Once we understand that the collective does not exist, we need to understand how and why the idea of the collective is a violation of Natural Law. We start by looking at the actual definition of the word collective:
1: denoting a number of persons or things considered as one group or whole <flock is a collective word>
b of a fruit : multiple
3a : of, relating to, or being a group of individuals
b : involving all members of a group as distinct from its individuals <a collective action>
4: marked by similarity among or with the members of a group
6: shared or assumed by all members of the group <collective responsibility>
From here, if you have been following my series on Natural Rights and Natural Law, you should be able to see that the notion of the collective violates the Natural Right of individual will.
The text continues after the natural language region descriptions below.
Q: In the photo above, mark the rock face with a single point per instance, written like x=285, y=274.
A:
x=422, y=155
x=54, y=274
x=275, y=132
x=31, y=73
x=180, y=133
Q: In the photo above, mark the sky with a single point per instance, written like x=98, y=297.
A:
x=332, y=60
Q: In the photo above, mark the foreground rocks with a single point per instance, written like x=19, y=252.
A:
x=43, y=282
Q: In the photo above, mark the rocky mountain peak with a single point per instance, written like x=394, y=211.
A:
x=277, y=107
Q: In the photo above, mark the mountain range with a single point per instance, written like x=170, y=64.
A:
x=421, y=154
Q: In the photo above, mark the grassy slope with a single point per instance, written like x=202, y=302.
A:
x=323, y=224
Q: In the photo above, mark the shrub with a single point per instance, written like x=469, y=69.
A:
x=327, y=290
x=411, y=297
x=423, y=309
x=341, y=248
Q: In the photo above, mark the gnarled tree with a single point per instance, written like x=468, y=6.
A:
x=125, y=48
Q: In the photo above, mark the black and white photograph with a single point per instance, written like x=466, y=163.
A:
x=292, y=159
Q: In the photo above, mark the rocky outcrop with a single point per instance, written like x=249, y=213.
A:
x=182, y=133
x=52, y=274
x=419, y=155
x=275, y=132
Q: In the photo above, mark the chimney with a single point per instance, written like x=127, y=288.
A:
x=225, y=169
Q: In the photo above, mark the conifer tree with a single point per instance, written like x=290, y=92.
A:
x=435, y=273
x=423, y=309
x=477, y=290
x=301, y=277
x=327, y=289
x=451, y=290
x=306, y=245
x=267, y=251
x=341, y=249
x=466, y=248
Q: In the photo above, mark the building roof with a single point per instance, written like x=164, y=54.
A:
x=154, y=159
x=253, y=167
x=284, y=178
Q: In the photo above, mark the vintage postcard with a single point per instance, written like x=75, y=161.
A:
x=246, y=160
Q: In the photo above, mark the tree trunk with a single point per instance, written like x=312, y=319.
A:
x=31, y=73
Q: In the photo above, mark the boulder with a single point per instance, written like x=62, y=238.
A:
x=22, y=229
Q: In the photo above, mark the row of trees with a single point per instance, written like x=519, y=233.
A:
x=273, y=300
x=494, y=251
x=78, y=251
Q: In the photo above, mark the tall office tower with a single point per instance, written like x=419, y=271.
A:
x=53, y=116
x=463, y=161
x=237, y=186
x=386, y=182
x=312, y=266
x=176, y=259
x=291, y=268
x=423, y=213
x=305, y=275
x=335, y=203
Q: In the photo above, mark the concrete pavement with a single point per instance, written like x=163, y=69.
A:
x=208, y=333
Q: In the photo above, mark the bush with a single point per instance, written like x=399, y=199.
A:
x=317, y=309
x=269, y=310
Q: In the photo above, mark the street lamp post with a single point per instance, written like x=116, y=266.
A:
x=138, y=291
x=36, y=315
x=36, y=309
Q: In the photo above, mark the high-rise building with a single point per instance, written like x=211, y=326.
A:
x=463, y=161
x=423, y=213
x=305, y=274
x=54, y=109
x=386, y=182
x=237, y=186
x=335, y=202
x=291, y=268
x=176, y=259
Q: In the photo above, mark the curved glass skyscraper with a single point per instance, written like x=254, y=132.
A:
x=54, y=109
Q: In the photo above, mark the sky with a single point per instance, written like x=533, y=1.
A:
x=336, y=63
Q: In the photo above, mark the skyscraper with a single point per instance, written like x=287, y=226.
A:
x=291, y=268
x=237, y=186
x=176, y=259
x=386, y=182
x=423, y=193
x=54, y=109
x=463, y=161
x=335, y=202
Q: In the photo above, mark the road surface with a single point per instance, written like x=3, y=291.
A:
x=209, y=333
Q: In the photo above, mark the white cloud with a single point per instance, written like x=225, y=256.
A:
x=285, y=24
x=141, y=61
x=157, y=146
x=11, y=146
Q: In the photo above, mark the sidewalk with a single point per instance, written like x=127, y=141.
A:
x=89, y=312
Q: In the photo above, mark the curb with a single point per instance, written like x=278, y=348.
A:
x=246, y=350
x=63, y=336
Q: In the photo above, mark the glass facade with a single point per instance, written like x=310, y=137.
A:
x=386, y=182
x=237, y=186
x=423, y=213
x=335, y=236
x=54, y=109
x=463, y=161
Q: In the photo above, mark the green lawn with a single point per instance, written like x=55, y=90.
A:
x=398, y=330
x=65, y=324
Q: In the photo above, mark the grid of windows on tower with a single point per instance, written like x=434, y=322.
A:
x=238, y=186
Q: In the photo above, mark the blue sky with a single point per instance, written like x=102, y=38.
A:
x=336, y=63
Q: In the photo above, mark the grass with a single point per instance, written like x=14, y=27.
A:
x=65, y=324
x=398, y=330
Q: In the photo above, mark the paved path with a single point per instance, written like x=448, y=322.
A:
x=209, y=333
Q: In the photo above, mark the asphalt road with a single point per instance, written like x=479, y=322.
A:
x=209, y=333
By treating a group of individuals as one being or one entity, the collective destroys the individual. It is a form of slavery, and slavery is among the most egregious of all possible violations of Natural Law. It falls just short of murder. This is also why the collective must always be enforced by a central authority — because there are always individuals within every collective who refuse to submit their Natural Right to free will to the central authority trying to enslave them. If the individuals resisting are strong enough to threaten the control of the central authority, eventually, the central authority either has to accept the disruption they cause to the collective or it has to kill those who resist. Force is the only way the collective can be maintained in a human society. All we need to do to confirm this conclusion is to look to history. When we look to the historic examples of the collective, we find that this pattern inevitably repeats itself.
This is why, whenever we hear anyone talking in terms of “It’s for the good the common good,” it should sound alarm bells in our mind. Anyone who speaks in terms of the collective is advocating the group over the individual. Now, there are a few circumstances where cooperative effort is preferable to individual efforts, but we must understand the difference between the cooperative and the collective. They are not the same, but, if we do not know the difference, we can and will be seduced by the notion of the collective and it will lead to the destruction of our individual rights and liberty.